Die Anamnese (Krankengeschichte) stellt einen wichtigen Baustein in der Diagnostik der Libidostörungen des Mannes dar.

Familienanamnese

  • Gibt es in Ihrer Familie bekannte hormonelle Erkrankungen (z. B. Hypo-/Hyperthyreose (Schilddrüsenunter-/überfunktion), Hashimoto-Thyreoiditis, Morbus Basedow, Morbus Addison, polyzystisches Ovarialsyndrom (PCOS))?
  • Leiden Angehörige unter psychischen Erkrankungen, die möglicherweise Einfluss auf Sexualstörungen haben?

Soziale Anamnese

  • Welchen Beruf üben Sie aus?
  • Gibt es Hinweise auf psychosoziale Belastungen, die Sie belasten (z. B. beruflicher oder familiärer Stress)?
  • Haben Sie derzeit oder in der Vergangenheit psychische Konflikte durchlebt?
  • Bestehen Kontaktstörungen oder soziale Hemmungen im Umgang mit anderen Menschen?
  • Gibt es von der Norm abweichende sexuelle Neigungen?
  • Wie sehr beeinträchtigen die Libidostörungen Ihr Leben?
  • Wie beurteilt Ihre Partnerin bzw. Ihr Partner die Situation?
  • Gab es in Ihrer Erziehung Tabu-Themen, die sich auf Ihre sexuelle Entwicklung auswirken könnten?
  • Wie ist oder war die Beziehung zu Ihren Eltern?
  • Haben Sie Schwierigkeiten, Beziehungen aufzubauen oder mit anderen Menschen in Kontakt zu treten?

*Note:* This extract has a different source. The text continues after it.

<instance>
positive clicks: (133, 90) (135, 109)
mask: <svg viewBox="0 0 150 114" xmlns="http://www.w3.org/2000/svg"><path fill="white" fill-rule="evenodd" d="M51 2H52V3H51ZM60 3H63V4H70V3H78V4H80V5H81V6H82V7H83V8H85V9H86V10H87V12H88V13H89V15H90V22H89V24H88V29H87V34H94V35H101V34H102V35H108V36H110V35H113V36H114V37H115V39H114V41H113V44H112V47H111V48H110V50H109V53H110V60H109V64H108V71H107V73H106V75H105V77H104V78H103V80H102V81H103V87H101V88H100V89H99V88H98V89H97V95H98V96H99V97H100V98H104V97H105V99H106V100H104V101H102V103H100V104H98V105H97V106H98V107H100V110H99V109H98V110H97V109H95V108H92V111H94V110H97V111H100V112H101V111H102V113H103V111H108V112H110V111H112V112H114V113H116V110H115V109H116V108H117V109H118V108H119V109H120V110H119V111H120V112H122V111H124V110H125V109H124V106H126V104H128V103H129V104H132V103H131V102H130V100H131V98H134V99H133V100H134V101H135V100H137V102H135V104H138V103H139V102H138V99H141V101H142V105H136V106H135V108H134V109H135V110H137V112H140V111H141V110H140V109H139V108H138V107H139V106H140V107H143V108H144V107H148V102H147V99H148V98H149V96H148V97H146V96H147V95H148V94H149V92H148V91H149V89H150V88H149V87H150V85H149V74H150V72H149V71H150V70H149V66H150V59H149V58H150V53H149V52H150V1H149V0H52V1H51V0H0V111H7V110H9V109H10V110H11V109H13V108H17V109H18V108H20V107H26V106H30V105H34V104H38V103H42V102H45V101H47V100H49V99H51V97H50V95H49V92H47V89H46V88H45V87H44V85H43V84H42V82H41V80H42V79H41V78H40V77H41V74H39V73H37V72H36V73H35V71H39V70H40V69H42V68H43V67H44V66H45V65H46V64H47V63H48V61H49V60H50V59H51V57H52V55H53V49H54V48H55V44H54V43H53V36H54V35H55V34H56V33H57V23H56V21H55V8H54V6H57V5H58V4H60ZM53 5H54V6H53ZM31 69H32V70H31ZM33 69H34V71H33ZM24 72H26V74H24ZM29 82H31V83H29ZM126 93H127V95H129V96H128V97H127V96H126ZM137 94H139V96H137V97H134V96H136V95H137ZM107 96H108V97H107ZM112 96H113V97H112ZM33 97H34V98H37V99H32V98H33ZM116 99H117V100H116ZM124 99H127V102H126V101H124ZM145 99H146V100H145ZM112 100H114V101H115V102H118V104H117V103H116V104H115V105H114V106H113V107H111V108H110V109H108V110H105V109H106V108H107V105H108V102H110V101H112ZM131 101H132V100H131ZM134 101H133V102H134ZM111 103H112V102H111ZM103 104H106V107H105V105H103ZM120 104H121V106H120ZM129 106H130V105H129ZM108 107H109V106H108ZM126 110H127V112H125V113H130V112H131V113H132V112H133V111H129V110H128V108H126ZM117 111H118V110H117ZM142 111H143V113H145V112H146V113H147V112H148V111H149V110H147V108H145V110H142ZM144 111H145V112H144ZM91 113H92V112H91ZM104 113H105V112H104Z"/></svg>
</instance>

Aktuelle Anamnese/Systemanamnese (somatische und psychische Beschwerden)

  • Wann tritt die Störung auf?
    • immer?
    • nur in bestimmten Situationen (z. B. an einem bestimmten Ort oder mit einem bestimmten Partner)?
  • Ist Geschlechtsverkehr überhaupt möglich?
  • Wie stark ist Ihre maximale sexuelle Erregung?
  • Haben Sie noch nächtliche oder morgendliche Erektionen?
  • Wie oft hatten Sie früher Geschlechtsverkehr? Wie oft heute?
  • Kommt es bei Ihnen häufig zu vorzeitigem Samenerguss?
  • Haben Sie bei der Masturbation eine Erektion?
  • Beeinträchtigt Sie Ihre sexuelle Lustlosigkeit im Alltag?
  • Leiden Sie unter Stress, innerer Unruhe oder Angstzuständen?
  • Haben Sie depressive Symptome oder Phasen der Erschöpfung?
  • Gab es in der letzten Zeit ein belastendes Ereignis (z. B. Verlust eines Angehörigen, Trennung, berufliche Krise)?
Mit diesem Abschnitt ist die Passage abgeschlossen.